The letter also argued in favor of the bill’s protections for small, local and community radio stations that earn less than $1.5 million annually. In the letter, the heirs even offered to cover a station’s "$10, $100 or $500 only annual fees" paid through the 501(c)(3) The Soul Arts And Music Foundation, founded by Sam Moore and his wife, Joyce.

If the American Music Fairness Act becomes law, these royalty payments would provide overdue funds to artists across the country and serve as one large step toward ending systemic inequities for artists of color. Ending these disparities is at the core of the Recording Academy's Advocacy efforts.

Similarly, the Help Independent Tracks Succeed (HITS) Act is another effort that will provide much-needed, immediate relief to independent artists while benefiting them in the long term.

The HITS Act would allow artists, musicians, producers, and studio technicians to deduct the entirety of their recording expenses, up to $150,000, on their taxes for the year incurred. The HITS act passed the House in 2021 as part of the Build Back Better Act and is currently being considered in the Senate.

"We have an opportunity where every other business has all these tax laws and things that have been passed," Kevin Liles, co-founder and CEO of 300 Entertainment, CEO of Elektra Music Group, and Recording Academy member, noted of the importance of the HITS Act during a panel discussion about Black-owned small businesses.

Liles continued, "If you think about the small artist, the small producer, the recording studio — if we give them a kind of a cap, $150,000 basis, they could write off 100 percent of the cost as an expense. That little thing alone could keep the light on. It could have somebody else get another piece of equipment."

The HITS Act is another proactive step Congress can take to help the music community recover from the effects of the COVID-19 pandemic. And since the onset of COVID-19, the Recording Academy has mobilized its members to advocate for better protections and provisions for Black artists and Black-owned small businesses in the music ecosystem.

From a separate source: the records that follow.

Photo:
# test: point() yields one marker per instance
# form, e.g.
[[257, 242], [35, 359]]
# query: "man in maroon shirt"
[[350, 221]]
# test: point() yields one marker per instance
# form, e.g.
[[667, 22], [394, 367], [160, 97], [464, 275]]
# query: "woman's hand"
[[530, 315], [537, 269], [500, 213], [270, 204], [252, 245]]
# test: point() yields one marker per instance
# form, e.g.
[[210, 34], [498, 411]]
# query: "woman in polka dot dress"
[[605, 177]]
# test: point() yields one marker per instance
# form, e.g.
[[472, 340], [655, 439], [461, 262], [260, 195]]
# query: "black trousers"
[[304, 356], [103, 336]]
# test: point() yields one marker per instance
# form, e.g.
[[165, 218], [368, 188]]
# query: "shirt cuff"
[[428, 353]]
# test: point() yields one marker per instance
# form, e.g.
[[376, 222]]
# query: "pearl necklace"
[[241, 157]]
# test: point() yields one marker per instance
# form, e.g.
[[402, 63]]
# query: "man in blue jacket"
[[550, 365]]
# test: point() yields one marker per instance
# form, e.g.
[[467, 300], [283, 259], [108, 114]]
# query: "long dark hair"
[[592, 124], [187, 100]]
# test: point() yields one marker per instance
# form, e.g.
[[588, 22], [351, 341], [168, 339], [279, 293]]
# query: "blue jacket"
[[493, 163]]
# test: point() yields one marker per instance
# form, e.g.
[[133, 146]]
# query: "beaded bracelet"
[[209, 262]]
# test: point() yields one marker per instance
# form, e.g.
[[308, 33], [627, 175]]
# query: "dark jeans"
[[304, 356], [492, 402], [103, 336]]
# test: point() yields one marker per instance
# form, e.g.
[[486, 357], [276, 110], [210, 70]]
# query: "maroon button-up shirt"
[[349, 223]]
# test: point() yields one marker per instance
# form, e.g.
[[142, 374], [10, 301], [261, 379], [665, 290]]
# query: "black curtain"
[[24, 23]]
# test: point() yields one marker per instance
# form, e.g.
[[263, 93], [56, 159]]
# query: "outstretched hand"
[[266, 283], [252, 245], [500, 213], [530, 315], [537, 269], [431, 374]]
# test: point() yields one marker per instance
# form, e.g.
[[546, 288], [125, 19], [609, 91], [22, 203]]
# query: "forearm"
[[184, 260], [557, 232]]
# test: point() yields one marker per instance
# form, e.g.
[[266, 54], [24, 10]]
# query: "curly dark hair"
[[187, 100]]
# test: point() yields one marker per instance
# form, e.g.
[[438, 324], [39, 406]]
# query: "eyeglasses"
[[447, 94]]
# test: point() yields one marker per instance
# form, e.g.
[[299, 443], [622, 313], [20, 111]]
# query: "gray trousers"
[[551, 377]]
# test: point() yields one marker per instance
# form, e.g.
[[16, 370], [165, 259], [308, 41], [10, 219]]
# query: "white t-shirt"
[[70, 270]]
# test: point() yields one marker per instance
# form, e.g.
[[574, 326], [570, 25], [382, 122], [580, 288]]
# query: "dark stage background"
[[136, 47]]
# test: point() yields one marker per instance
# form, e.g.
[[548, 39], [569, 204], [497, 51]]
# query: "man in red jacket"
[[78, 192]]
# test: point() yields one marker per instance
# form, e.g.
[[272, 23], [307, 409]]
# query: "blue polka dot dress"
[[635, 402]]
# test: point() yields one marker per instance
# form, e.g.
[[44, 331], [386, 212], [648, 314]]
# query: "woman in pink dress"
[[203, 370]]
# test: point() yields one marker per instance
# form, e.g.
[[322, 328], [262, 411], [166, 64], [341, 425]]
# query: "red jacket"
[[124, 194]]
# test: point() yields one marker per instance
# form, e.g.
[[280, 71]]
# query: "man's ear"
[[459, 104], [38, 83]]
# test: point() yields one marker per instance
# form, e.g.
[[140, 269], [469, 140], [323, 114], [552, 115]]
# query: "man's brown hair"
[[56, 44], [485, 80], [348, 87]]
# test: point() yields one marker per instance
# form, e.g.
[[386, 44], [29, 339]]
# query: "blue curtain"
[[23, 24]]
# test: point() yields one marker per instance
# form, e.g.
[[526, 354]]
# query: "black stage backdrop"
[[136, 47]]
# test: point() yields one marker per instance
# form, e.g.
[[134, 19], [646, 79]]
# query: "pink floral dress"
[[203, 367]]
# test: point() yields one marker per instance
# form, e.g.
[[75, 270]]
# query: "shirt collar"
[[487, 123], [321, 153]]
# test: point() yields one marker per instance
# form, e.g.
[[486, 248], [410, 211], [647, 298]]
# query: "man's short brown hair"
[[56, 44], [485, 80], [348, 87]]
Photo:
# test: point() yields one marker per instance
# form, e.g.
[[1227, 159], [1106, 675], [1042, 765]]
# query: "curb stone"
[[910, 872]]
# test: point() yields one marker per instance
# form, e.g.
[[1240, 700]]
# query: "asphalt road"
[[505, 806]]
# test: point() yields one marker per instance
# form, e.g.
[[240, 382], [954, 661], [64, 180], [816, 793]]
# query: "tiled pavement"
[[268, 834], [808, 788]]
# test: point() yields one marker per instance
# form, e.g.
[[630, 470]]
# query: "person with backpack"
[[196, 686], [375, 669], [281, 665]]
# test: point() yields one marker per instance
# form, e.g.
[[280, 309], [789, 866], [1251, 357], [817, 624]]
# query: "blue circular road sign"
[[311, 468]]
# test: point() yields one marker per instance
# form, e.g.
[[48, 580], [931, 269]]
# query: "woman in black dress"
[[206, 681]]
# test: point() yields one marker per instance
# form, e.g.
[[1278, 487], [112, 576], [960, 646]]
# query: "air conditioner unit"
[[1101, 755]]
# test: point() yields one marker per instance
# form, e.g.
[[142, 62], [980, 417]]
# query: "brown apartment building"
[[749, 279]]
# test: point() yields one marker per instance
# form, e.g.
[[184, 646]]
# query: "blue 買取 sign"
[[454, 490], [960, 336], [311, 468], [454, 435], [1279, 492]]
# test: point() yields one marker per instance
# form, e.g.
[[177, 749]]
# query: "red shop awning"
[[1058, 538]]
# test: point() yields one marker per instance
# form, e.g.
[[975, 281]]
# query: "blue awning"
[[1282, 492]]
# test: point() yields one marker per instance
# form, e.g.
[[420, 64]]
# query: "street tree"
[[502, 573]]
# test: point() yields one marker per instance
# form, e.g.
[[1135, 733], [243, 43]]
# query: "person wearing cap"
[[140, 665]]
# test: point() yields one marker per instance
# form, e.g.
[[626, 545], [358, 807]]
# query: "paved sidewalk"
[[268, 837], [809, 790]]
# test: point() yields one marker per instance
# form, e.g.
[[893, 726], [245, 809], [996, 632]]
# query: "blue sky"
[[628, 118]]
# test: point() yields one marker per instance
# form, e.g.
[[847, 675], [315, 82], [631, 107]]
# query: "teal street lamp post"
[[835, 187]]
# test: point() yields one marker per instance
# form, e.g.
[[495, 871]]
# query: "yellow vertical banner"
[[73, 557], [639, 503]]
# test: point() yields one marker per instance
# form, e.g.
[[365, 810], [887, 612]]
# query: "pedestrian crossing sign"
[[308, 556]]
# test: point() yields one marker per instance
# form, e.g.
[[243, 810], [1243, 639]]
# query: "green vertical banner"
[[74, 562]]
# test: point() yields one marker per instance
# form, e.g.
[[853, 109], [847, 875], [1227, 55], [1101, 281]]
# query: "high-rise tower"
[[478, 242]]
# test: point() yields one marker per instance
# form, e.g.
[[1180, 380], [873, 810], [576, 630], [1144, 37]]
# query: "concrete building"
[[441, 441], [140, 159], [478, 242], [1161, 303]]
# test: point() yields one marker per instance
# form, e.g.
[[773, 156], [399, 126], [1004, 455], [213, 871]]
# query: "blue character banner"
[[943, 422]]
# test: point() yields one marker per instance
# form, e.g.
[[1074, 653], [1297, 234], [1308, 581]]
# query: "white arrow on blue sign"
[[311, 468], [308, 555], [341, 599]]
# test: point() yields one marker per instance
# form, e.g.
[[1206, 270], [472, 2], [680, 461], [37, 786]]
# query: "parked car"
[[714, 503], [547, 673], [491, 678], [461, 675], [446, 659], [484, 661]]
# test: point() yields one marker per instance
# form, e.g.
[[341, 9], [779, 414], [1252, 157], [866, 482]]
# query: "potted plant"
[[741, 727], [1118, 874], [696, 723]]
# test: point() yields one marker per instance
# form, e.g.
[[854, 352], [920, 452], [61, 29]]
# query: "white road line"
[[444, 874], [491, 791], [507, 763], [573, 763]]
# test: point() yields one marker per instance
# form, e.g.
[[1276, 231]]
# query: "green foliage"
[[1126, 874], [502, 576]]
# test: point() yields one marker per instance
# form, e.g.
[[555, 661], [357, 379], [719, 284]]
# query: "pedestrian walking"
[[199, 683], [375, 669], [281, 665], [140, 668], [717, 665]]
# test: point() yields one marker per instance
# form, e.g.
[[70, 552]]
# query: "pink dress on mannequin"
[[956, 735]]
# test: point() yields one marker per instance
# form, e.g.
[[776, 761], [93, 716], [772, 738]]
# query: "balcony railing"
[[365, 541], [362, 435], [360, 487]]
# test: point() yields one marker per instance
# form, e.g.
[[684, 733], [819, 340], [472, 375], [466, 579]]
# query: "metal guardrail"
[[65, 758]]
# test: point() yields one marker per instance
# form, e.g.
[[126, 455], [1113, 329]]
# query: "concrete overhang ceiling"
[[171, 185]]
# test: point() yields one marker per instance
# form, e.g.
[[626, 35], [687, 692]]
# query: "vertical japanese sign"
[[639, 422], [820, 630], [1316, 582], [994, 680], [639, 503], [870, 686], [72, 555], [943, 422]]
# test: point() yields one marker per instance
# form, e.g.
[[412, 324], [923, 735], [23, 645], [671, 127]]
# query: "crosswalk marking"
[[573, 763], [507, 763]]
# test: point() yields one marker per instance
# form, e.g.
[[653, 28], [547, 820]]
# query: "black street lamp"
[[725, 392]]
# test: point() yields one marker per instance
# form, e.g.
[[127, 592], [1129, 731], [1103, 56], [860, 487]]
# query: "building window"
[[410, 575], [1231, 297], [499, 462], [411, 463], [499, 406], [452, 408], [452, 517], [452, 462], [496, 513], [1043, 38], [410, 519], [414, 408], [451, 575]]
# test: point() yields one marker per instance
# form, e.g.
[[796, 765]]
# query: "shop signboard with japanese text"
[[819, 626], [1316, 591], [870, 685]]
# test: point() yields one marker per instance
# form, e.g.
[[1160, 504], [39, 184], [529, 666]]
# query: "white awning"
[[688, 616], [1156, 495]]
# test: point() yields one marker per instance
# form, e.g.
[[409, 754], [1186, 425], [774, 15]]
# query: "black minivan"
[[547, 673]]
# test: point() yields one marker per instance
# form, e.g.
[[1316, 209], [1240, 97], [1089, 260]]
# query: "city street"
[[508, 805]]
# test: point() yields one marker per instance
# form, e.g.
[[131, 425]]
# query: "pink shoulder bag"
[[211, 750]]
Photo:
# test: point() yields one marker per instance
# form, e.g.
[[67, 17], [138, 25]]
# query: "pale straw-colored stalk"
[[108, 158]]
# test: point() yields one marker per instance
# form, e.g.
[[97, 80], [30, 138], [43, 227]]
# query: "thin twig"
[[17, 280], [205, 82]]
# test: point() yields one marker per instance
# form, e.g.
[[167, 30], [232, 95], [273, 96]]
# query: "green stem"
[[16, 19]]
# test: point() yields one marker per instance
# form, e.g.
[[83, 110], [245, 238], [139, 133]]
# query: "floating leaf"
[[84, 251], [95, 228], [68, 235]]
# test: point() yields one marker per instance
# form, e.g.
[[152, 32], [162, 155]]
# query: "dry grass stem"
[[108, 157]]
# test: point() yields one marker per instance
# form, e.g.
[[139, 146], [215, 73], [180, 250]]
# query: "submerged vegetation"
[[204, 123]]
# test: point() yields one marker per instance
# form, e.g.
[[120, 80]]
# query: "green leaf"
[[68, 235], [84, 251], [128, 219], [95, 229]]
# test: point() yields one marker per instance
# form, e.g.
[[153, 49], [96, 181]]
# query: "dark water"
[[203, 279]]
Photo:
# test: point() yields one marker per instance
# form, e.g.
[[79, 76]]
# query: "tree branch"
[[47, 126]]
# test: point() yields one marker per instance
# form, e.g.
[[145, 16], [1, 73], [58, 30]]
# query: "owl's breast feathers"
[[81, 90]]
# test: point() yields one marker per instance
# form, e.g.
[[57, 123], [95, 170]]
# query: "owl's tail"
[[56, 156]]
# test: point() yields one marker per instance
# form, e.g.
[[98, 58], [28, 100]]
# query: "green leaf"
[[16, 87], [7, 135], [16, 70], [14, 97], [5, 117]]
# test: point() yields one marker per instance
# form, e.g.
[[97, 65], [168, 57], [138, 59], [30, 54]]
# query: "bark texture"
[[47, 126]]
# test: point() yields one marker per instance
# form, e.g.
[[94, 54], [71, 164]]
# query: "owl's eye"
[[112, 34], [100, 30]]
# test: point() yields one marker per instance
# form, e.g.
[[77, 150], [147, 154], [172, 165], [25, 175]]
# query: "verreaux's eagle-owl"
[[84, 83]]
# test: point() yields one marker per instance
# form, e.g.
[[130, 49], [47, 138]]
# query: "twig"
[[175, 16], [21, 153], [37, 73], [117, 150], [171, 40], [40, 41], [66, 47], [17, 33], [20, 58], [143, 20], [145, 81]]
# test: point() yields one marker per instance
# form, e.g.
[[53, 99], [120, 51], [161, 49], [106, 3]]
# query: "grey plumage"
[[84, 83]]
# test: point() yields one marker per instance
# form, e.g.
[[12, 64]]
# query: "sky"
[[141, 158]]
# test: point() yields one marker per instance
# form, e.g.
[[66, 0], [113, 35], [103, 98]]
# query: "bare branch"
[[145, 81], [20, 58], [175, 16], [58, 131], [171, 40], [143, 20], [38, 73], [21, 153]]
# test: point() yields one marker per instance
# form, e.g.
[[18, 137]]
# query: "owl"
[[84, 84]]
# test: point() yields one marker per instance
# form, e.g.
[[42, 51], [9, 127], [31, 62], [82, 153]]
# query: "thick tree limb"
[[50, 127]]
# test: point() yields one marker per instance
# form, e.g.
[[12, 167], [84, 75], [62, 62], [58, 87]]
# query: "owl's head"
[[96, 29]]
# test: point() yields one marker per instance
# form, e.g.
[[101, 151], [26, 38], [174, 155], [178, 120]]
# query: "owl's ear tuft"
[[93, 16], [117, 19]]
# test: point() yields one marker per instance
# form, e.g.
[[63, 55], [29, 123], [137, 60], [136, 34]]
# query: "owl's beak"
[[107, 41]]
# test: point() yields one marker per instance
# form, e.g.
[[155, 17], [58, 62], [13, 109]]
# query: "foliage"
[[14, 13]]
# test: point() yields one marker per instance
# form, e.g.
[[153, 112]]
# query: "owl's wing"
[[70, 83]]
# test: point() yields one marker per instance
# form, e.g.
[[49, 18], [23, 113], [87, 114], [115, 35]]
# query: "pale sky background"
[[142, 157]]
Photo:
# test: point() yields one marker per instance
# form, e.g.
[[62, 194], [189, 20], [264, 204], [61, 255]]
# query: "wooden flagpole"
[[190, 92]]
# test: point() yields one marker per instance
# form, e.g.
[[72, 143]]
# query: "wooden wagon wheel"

During the Academy's Summer of Advocacy in 2020, thousands of Recording Academy members successfully pushed Congress to provide targeted relief to minority-owned businesses by providing dedicated funding for underserved businesses so that they had direct access to the support and capital they deserved. The HITS Act would be another step towards recovery for Black artists and businesses, and reflects the Academy's advocacy efforts to provide economic relief and equity that encourage creative success in years to come.